Tischtennis in Westerfilde vor dem Aus?

Westerfilde Schweren Zeiten sieht sich die Tischtennisabteilung des TTC Westerfilde entgegen gehen. Neue Gesichter im Vorstand sollen aber für frischen Wind sorgen und das «Aus» für den Verein verhindern.

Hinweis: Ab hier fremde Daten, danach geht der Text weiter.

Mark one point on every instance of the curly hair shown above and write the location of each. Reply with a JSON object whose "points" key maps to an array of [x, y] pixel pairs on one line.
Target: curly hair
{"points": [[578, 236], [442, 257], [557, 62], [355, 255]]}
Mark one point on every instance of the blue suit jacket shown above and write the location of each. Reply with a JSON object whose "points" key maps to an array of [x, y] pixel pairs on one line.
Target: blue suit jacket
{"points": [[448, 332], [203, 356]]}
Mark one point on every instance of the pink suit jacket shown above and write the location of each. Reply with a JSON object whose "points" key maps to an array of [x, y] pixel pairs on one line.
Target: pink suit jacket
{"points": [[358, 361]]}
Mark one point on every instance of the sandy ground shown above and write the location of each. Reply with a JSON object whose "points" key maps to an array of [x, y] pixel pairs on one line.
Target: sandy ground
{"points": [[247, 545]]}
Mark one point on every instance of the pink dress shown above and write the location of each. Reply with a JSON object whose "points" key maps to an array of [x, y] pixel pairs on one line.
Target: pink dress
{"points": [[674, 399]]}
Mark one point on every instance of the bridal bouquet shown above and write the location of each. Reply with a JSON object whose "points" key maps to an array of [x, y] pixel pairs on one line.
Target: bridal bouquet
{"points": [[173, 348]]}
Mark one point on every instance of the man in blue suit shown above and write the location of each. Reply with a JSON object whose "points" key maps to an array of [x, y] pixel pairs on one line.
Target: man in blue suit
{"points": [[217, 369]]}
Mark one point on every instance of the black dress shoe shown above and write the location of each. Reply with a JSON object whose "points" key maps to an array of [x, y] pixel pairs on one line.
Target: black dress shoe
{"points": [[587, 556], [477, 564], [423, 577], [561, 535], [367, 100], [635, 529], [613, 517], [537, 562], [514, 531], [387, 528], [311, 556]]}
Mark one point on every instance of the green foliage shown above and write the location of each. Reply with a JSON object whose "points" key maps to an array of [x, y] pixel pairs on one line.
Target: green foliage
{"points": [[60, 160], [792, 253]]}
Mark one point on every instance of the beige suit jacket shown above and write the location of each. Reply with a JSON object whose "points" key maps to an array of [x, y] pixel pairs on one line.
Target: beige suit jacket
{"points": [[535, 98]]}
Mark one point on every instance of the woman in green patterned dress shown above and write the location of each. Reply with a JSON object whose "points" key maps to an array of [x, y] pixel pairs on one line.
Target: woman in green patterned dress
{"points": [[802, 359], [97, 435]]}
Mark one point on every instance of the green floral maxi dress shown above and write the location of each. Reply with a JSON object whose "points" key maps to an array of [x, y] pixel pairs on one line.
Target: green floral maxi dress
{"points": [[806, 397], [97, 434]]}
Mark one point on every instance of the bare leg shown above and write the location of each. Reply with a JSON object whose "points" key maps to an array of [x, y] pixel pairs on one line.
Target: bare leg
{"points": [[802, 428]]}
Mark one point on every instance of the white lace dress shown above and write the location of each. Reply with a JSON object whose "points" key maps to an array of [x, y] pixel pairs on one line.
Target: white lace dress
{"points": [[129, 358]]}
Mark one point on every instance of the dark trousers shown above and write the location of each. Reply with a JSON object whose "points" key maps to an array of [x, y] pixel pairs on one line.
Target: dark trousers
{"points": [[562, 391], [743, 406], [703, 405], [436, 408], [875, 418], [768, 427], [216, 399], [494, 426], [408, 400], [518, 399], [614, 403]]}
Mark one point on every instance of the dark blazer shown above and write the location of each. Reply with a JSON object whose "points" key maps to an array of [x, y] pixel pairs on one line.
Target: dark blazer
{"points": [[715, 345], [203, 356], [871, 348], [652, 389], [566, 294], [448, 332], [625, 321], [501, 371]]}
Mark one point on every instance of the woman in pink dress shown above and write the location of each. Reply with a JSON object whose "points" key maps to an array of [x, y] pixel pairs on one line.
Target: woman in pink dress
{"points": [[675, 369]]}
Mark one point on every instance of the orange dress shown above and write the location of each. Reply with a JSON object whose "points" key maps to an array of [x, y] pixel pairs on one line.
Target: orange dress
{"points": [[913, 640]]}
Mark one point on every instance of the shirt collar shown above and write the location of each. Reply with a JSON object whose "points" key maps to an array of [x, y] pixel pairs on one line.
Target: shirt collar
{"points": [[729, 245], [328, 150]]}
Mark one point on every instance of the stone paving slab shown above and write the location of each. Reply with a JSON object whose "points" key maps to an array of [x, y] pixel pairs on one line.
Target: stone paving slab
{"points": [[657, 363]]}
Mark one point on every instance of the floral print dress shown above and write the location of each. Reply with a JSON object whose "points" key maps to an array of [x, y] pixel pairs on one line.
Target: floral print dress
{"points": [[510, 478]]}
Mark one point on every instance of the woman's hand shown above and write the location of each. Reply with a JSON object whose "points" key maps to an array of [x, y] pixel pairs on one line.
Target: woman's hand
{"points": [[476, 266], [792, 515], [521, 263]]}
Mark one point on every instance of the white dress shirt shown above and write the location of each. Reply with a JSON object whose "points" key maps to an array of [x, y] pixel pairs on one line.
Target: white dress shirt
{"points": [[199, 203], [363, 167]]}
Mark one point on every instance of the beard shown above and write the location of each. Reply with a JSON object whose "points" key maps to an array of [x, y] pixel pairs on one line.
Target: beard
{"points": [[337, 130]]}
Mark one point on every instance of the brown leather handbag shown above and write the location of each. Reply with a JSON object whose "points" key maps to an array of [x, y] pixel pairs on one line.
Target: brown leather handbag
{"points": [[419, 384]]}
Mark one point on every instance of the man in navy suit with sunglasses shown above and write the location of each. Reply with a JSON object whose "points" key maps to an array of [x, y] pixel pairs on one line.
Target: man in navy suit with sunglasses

03.07.2007, 18:56 Uhr / Lesedauer: 1 min

Die Misere nahm ihren Lauf, als Gottfried «Jumbo» Krull die Jugendarbeit aufgrund einer Erkrankung einstellen musste. Als er schließlich verstarb, konnte die Lücke nicht mehr geschlossen werden. Die Jugendarbeit wurde vernachlässigt. Die Folge: Schüler und Jugendliche verließen nach und nach den Verein. Seit nunmehr drei Jahren gibt es beim TTC keine Nachwuchsarbeit mehr.

Dies rächt sich nun auch im Seniorenbereich. Vier Spieler der ersten Mannschaft haben dem Verein nach dieser Saison den Rücken gekehrt. Lediglich einen Punkt vom Aufstieg in die Bezirksliga entfernt, werden die Westerfilder es wohl in der kommenden Spielzeit schwer haben, überhaupt die Klasse halten zu können, sehen die Vereinsmitglieder die Lage realistisch. Denn neue Spieler sind nicht in Sicht. Stattdessen rücken Akteure der zweiten Mannschaft nach. Diese wird dadurch aber ebenfalls geschwächt und muss ihrerseits auch um den Klassenerhalt fürchten.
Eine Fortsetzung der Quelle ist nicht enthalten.